The woods were originally used by Skipton Castle primarily for hunting and fishing, although during the 18th and 19th centuries, the woods were also used to provide timber, building stone and water. The timber and stone was moved out of the woods via Springs Canal (a small branch off the Leeds and Liverpool Canal). The water was obtained by damming Eller Beck to form Long Dam, which in turn fed a small reservoir called Round Dam, also known as Mill Dam or Mill Pond. The water was used to power the former sawmill and corn mill located by the castle. Public access to the woods was first allowed by the owners of the castle in 1971 between the hours of 9 a.m. and 5 p.m.

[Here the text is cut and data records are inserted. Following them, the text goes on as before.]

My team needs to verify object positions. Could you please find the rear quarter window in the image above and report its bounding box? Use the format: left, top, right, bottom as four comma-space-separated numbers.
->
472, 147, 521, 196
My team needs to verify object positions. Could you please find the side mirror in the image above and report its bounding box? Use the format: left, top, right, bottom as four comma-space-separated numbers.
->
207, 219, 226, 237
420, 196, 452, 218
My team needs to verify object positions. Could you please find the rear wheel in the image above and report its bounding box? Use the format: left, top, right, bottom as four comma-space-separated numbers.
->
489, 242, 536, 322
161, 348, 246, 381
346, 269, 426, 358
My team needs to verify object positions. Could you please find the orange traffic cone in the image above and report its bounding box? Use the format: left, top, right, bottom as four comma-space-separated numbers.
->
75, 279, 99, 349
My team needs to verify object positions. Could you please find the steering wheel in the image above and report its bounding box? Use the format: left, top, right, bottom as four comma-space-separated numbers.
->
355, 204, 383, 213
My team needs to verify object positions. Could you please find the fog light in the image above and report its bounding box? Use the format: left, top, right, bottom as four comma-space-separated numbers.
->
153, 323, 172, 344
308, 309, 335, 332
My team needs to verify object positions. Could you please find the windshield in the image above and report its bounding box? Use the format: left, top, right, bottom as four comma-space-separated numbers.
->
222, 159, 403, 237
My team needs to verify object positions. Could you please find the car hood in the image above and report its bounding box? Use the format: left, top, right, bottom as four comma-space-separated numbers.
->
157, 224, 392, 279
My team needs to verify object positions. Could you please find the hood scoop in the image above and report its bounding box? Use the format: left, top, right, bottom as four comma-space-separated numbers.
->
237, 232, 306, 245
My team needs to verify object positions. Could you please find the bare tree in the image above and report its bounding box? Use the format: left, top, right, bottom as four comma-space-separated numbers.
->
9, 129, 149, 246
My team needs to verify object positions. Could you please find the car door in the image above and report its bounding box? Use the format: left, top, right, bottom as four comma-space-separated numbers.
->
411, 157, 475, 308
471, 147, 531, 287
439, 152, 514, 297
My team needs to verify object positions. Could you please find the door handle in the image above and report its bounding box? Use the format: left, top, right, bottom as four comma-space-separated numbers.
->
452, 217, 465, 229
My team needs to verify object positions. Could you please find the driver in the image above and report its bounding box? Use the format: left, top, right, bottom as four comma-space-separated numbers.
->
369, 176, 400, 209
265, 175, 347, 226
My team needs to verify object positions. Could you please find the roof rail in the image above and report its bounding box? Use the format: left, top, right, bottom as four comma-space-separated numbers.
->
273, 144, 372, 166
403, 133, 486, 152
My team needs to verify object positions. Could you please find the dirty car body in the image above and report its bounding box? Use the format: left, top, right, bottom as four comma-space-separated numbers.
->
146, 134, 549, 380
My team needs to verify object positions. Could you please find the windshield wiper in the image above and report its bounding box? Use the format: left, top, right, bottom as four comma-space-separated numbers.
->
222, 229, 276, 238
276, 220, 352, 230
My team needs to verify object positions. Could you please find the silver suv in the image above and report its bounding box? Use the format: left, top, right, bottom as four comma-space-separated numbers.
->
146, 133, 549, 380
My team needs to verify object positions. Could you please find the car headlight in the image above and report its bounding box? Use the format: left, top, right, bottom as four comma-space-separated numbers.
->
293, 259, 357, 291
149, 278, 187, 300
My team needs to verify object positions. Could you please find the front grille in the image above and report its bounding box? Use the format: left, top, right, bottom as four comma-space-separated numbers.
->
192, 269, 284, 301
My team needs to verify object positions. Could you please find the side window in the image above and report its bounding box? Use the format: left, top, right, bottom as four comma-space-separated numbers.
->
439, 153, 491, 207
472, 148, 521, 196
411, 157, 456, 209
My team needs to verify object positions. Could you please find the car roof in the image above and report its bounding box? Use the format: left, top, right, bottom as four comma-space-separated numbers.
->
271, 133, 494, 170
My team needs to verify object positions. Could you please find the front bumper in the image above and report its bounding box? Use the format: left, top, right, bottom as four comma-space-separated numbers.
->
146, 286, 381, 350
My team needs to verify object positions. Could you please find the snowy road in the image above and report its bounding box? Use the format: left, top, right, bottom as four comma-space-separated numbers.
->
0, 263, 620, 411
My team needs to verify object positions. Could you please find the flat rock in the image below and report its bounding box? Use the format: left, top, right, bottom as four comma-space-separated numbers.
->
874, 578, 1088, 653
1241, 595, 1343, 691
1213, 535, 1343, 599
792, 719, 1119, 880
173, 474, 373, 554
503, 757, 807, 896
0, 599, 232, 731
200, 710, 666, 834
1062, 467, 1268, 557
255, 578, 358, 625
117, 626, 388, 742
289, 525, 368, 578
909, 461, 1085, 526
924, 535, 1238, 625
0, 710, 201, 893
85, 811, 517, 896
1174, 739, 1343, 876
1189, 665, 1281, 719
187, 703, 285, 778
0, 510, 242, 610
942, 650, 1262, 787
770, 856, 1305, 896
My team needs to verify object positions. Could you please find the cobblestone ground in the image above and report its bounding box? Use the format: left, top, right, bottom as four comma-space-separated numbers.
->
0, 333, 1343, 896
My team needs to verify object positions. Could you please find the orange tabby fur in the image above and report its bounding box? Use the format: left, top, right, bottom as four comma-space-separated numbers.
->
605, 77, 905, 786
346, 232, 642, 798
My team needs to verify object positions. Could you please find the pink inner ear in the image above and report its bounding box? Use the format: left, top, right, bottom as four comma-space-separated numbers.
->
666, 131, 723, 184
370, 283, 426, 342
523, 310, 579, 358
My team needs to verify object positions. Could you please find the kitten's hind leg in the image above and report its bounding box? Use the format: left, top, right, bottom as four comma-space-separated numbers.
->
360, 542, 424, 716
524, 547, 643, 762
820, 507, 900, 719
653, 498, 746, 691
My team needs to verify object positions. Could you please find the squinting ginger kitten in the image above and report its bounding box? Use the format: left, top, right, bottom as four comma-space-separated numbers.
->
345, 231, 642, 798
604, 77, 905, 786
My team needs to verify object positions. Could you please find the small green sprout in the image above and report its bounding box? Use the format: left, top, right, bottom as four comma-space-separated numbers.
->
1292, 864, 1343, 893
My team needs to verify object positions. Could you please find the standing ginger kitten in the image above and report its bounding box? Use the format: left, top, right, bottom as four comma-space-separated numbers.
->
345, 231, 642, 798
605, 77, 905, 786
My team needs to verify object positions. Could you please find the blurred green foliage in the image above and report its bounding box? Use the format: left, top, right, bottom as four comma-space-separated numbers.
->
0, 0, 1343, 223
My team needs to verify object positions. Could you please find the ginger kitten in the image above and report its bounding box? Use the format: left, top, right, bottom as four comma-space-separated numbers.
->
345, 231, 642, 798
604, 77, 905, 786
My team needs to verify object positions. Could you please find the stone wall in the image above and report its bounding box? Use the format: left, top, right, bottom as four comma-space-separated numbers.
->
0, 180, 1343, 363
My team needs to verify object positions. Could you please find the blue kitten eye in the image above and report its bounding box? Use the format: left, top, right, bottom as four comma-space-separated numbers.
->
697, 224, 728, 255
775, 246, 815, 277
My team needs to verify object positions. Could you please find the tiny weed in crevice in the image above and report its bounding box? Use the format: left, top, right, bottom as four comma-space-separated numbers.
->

Most of the woods are native broadleaved trees such as oak and ash and is classed as Ancient Semi-Natural Woodland by The Woodland Trust. There are also a large number of introduced beech and sycamore trees with a smaller number of non-native trees such as hornbeam and sweet chestnut. A small four hectare area of the wood to the north-west has been replanted with a mix of oak, Scots pine, larch and Norway spruce. This area has been designated as Replanted Ancient Woodland. The ground flora consists of dense carpets of wild garlic, bluebells and dog's mercury.
Notable animal species in the woods include badgers, roe deer, kingfishers, spotted flycatchers, sparrowhawks, spotted and green woodpeckers, as well as Natterer's, noctule, pipistrelle, brown long-eared and Daubenton's bats.